Lipids, known to be fatty acid molecules with oil that can be separated to power diesel engines, are packed inside the microorganisms growing in rivers, lakes, and ponds. Lipids are called biocrude when they get extracted. This indeed makes organisms like microalgae a striking form of biomass, organic matter used as a sustainable fuel source. Lipids are also present in a wide range of other single-cell organisms like yeasts used for processing cheese. However, the issue with using algae for biomass has forever been linked to the amount of energy it consumes to pull the biocrude or lipids from the watery plants. Existing methods consume extra energy to convert algae into biocrude when compared to the amount of energy that is obtained out of it.

Chemical engineers from the University of Utah have developed a new type of jet mixer that has the potential to extract the lipids using relatively less energy than that consumed by the older extraction method. This indeed is a vital discovery that presently puts this type of energy closer to becoming a feasible, inexpensive alternative fuel. The new mixer is also fast as it extracts lipids within seconds.

The team’s results have been featured in a new peer-reviewed journal, Chemical Engineering Science X. The article titled “Algal Lipid Extraction Using Confined Impinging Jet Mixers” can also be downloaded.

The key piece here is trying to get energy parity. We’re not there yet, but this is a really important step toward accomplishing it. We have removed a significant development barrier to make algal biofuel production more efficient and smarter. Our method puts us much closer to creating biofuels energy parity than we were before.

Leonard Pease, Study Co-Author, University of Utah

Scientists presently extract the oil-rich lipids from the algae by first pulling the water from the algae and then leaving either a dry powder or slurry of the biomass. This is considered the most energy consuming part of the whole process. This is followed by mixing the residue with a solvent in which the lipids get separated from the biomass. What is left behind is a precursor, the biocrude, used for generating algae-based biofuel. That fuel then gets mixed with diesel fuel to power tractors, long-haul trucks, and other huge diesel-powered machinery. However, because it needs too much energy to extract the water from the plants at the very start of the process, converting algae into biofuel has until now not been a practical, economical, or efficient process.
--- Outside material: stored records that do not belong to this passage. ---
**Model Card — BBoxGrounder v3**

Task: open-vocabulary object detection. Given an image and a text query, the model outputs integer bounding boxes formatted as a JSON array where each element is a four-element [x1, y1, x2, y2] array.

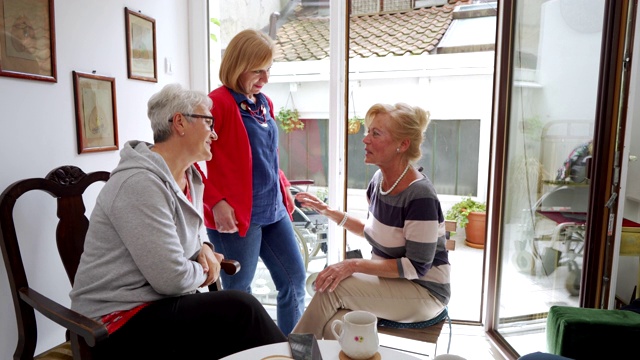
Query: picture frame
[[124, 7, 158, 82], [73, 71, 119, 154], [0, 0, 58, 83]]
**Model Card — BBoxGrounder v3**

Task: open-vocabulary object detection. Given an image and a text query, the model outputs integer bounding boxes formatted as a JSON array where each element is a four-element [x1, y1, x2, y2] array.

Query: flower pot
[[464, 212, 487, 249]]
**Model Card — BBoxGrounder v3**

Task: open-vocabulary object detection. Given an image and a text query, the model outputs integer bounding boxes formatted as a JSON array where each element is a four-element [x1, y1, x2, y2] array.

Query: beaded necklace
[[240, 101, 269, 127], [378, 164, 411, 195]]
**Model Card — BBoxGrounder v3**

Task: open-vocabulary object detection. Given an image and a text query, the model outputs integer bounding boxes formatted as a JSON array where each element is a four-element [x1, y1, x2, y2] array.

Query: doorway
[[485, 0, 633, 358]]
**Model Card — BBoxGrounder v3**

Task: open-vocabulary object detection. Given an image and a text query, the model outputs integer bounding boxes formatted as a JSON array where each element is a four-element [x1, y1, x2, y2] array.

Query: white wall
[[0, 0, 200, 359]]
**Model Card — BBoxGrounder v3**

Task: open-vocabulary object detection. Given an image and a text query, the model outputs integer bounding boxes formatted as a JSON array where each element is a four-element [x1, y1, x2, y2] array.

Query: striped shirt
[[364, 170, 451, 304]]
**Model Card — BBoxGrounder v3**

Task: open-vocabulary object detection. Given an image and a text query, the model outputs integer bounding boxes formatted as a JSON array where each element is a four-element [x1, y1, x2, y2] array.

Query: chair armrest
[[220, 259, 240, 275], [19, 288, 109, 346]]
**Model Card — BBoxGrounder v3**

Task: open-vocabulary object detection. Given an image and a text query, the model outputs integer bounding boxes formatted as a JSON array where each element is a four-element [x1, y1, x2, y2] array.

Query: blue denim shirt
[[229, 89, 287, 225]]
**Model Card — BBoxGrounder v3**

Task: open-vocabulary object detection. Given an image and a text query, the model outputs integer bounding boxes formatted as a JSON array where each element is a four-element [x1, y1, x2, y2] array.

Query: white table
[[220, 340, 418, 360]]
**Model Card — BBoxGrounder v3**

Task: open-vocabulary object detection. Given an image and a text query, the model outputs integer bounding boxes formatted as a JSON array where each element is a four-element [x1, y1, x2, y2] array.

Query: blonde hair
[[219, 29, 275, 94], [364, 103, 430, 163]]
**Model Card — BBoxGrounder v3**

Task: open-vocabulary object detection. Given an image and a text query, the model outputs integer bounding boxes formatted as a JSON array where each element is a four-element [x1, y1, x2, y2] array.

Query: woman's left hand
[[198, 245, 224, 287], [315, 259, 354, 292]]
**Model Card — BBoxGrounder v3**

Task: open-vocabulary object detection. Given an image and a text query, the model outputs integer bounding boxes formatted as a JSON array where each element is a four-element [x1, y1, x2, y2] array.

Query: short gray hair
[[147, 84, 213, 143]]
There have been many laudable research efforts to advance algal biofuel, but nothing has yet produced a price point capable of attracting commercial development. Our designs may change that equation and put algal biofuel back in play.

Swomitra “Bobby” Mohanty, Study Co-Author, Assistant Professor of Chemical Engineering, University of Utah

Other co-authors include former University of Utah chemical engineering doctoral student Yen-Hsun “Robert” Tseng and University of Utah chemical engineering associate professor John McLennan.

The team has developed a new mixing extractor, a reactor capable of shooting jets of the solvent at jets of algae, producing a localized turbulence in which the lipids have been observed to “jump” a short distance into the stream of solvent. This is followed by taking out the solvent and recycling it so that it can be used again in the process.

Our designs ensure you don’t have to expend all that energy in drying the algae and are much more rapid than competing technologies.

Swomitra “Bobby” Mohanty, Study Co-Author, Assistant Professor of Chemical Engineering, University of Utah

Mohanty states that this technology can be used not just for algae but also for microorganisms such as fungi, bacteria, or any microbial-derived oil.

According to the U.S. Department of Energy, almost 5% of overall primary energy consumed in the United States came from biomass in 2017. Other forms of biomass include ethanol that is produced from crops such as sugar cane and corn, burning wood for electricity, and yard waste and food in garbage that is turned into biogas.

The advantage of algae is that it can be grown in raceways, ponds, or custom-designed bioreactors and then harvested to generate huge quantities of fuel. Growing algae in such large quantities can also positively impact the atmosphere by decreasing the amount of carbon dioxide present in the air.

This is game-changing. The breakthrough technologies we are creating could drive a revolution in algae and other cell-derived biofuels development. The dream may soon be within reach.